実際にその恩恵に与った人からは感謝の声や、意外に美味しいとの称賛も聞こえてきます。

しかし、TBSテレビによると、現時点で政府備蓄米を手にすることが出来たのはわずか4%ほどで(6月11日放映分)、ほとんどの人が目にもしていないということでした。

そんな中、6月11日には追加の20万トン備蓄米放出が決定されました。

イオングループなどが追加購入の申請をする中、イトーヨーカドー、ドン・キホーテ、アイリスオーヤマ、楽天などの大手小売店のいくつかは、精米や物流などの課題から申請を見送ったそうです。

 

苦境に立たされる飲食店

このような米不足、米価格高騰の影響を受けるのは、一般家庭だけではありません。

日々多くの米を消費する飲食店がいま、苦境に立たされています。

 

帝国データバンクによると、2025年1-5月の間に「弁当店」の倒産が22件確認されました。

これは前年同時期比でも増加しており、過去最多ペースで推移しています。

数年前から続く原油高や円安、ウクライナ情勢による物価高騰、人手不足などもその理由ではありますが、コメ価格の高騰が最後の一押しとなったようです。

また、カレー店の倒産も2024年が13件で過去最多となりました。

カレー店も弁当店もどちらもコメを多く消費することが必須の飲食店です。

また、ご飯おかわり自由の定食屋などがそのサービスを休止したことなどもニュースではよく目にしました。

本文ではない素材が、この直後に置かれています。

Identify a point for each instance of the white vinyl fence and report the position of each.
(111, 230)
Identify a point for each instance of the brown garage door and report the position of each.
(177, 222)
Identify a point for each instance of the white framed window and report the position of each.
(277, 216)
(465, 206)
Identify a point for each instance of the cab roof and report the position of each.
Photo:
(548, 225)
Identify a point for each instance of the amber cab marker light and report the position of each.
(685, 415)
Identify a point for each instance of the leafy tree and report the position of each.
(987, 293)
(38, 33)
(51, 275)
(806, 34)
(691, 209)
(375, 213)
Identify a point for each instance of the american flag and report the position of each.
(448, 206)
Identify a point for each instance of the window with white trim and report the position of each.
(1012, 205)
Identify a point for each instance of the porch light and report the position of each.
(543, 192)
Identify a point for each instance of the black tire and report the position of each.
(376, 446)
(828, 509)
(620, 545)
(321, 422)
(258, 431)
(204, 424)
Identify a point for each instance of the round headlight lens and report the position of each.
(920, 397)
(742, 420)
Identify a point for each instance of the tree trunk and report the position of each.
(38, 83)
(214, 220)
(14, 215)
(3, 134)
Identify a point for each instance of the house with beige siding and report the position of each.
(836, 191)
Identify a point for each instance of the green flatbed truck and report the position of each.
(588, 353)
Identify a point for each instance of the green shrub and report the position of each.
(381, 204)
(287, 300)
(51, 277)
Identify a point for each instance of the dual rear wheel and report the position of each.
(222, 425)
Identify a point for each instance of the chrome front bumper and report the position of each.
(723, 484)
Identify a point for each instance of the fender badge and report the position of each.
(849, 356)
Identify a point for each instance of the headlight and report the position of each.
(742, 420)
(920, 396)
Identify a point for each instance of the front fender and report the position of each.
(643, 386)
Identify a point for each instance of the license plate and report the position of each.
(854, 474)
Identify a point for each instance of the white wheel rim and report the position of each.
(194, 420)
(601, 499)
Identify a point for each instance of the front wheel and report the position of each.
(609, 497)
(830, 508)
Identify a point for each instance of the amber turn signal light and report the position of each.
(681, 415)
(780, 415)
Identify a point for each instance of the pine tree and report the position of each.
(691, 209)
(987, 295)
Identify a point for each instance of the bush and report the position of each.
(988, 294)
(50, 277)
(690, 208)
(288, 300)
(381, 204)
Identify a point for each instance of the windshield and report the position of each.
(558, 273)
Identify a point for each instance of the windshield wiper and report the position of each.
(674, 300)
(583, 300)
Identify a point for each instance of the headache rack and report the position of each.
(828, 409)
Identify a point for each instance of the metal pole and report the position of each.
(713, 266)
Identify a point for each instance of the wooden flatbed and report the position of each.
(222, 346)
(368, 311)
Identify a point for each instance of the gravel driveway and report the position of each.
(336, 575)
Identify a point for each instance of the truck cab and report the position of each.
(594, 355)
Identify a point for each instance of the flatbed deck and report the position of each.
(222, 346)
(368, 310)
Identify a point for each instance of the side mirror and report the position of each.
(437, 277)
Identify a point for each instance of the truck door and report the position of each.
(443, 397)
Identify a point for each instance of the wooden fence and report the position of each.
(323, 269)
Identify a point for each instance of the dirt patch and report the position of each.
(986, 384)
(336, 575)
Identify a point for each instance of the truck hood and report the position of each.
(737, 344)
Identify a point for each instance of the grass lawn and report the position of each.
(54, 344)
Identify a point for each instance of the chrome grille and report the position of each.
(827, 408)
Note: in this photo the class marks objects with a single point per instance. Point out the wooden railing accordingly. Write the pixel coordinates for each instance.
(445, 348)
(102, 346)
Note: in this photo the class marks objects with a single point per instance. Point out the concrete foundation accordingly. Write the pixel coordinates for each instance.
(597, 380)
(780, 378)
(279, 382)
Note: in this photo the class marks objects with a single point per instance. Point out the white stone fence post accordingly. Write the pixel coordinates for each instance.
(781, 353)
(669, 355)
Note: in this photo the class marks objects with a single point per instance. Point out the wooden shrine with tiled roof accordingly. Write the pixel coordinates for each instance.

その一方、パン屋の倒産が激減しています。東京商工リサーチの調査によると、パン屋の倒産件数は2025年1~4月累計で7件でした。

前年同期は13件なので、その差は歴然ですね。

やはりこのような状況から見ても、米価格の高騰は飲食店に少なからず影響を与えているようです。

 

備蓄米は5月26日の第一弾で2022年産が20万トン、21年産が10万トンが放出されました。

6月11日決定の20万トンと合計すると50万トンに及びます。

日本におけるコメの年間一人当たりの消費量は51.1kg(令和5年度)と言われています。(農林水産省より)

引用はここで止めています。